Published in final edited form as: Blood Cells Mol Dis. 2008 Aug 9;41(3):265–269. doi: 10.1016/j.bcmd.2008.06.009

Serum prohepcidin is associated with soluble transferrin receptor-1 but not ferritin in healthy post-menopausal women

Xi Huang 1,*, Eric T Fung 2, Christine Yip 2, Anne Zeleniuch-Jacquotte 1
PMCID: PMC2602946  NIHMSID: NIHMS74888  PMID: 18694648

Abstract

Hepcidin is a 25-amino-acid iron peptide hormone originated from its two precursors of prohepcidin (60-amino-acid) and preprohepcidin (84-amino-acid).
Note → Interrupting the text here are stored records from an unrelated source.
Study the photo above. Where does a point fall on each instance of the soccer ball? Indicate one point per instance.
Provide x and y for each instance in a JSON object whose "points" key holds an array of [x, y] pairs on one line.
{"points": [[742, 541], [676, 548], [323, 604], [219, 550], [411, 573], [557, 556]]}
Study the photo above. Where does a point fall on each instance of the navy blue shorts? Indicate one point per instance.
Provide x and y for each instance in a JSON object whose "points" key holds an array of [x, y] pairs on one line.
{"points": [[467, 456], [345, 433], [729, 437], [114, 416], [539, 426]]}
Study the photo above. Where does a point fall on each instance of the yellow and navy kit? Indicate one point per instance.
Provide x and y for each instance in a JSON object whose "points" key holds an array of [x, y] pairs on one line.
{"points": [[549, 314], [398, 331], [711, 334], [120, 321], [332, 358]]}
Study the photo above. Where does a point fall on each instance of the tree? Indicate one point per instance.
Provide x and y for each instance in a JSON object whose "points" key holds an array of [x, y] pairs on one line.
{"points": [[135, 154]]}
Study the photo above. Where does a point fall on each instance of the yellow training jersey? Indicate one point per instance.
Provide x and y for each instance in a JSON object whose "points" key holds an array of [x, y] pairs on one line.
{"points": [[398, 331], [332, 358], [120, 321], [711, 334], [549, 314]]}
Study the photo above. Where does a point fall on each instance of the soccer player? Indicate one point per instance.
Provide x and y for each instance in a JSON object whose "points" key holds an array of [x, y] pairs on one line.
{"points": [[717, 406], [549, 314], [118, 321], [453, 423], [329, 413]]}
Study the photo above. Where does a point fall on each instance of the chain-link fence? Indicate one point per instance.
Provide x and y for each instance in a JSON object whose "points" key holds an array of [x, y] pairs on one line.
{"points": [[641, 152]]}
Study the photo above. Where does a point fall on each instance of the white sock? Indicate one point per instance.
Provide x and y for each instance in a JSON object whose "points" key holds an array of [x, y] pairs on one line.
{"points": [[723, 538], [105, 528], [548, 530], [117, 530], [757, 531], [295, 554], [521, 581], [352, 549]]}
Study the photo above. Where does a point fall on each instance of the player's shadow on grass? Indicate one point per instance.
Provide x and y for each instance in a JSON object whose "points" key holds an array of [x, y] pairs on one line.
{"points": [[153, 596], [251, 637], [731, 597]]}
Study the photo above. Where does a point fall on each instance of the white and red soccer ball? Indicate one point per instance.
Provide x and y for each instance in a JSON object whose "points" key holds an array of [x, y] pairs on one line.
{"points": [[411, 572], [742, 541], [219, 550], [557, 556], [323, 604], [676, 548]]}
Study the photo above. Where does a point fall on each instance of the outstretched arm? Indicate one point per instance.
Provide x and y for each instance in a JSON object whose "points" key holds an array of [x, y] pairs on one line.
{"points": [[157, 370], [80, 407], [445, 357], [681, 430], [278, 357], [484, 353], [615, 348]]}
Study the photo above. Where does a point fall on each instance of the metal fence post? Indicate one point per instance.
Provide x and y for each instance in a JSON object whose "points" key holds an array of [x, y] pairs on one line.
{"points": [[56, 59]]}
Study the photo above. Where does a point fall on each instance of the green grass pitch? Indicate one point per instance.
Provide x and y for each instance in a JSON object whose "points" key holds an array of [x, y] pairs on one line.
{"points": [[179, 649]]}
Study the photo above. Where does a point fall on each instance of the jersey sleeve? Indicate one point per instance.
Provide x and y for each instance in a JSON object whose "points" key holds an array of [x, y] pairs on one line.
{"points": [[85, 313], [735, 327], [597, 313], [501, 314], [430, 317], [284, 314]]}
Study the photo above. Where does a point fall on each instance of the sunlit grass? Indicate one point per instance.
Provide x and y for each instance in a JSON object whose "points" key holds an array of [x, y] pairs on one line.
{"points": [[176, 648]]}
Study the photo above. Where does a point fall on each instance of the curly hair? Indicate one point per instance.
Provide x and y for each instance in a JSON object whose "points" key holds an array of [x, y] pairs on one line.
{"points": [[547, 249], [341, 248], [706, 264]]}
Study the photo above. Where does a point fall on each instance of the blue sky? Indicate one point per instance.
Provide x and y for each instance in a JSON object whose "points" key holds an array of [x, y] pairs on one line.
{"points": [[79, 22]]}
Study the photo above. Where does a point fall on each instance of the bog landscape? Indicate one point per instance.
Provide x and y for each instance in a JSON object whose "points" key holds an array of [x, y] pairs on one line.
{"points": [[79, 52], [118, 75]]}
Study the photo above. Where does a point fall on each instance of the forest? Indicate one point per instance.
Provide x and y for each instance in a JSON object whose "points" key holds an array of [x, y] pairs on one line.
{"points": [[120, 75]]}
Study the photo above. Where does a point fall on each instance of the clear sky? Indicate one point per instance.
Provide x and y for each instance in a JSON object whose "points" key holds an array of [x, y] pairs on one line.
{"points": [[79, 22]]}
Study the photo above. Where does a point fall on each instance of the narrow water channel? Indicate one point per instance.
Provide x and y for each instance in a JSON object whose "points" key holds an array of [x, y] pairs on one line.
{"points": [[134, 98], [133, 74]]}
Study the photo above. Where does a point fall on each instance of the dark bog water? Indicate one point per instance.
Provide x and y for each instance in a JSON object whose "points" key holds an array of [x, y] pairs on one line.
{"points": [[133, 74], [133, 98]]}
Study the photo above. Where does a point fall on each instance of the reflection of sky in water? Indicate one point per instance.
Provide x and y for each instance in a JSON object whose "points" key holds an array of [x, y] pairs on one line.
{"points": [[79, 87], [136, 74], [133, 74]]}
Serum prohepcidin levels have been widely used to evaluate iron overload in clinical and preclinical studies. However, its usefulness is often questioned and its stepwise conversion mechanism remains largely unknown. Using New York University Women’s Health Study subjects, we measured serum levels of prohepcidin with ELISA and hepcidin with mass spectrometry as well as ferritin and soluble transferrin receptor 1 (sTfR1) in 45 normal healthy postmenopausal women over a 1-year period with 2 samples per subject. We found that serum prohepcidin levels are correlated with the serum sTfR1 levels (r=0.45, p<0.01) but not to ferritin levels (r=0.08, p=0.60), suggesting that serum prohepcidin is not a biomarker of iron overload that was originally thought and designed for. Interestingly, serum hepcidin levels are associated with serum ferritin levels (r=0.64, p<0.0001) but not with sTfR1 levels (r=0.04, p=0.69), indicating that hepcidin is a measure of iron overload. Although hepcidin is a downstream product of prohepcidin, the amounts of hepcidin and prohepcidin are not related to each other (r=−0.007, p=0.90) under normal physiological conditions. The interrelationships between sTfR1 and prohepcidin or between ferritin and hepcidin suggest that ferritin- and sTfR1-sensed hepcidin conversion system exists in human body and maybe regulated at the post-translational level.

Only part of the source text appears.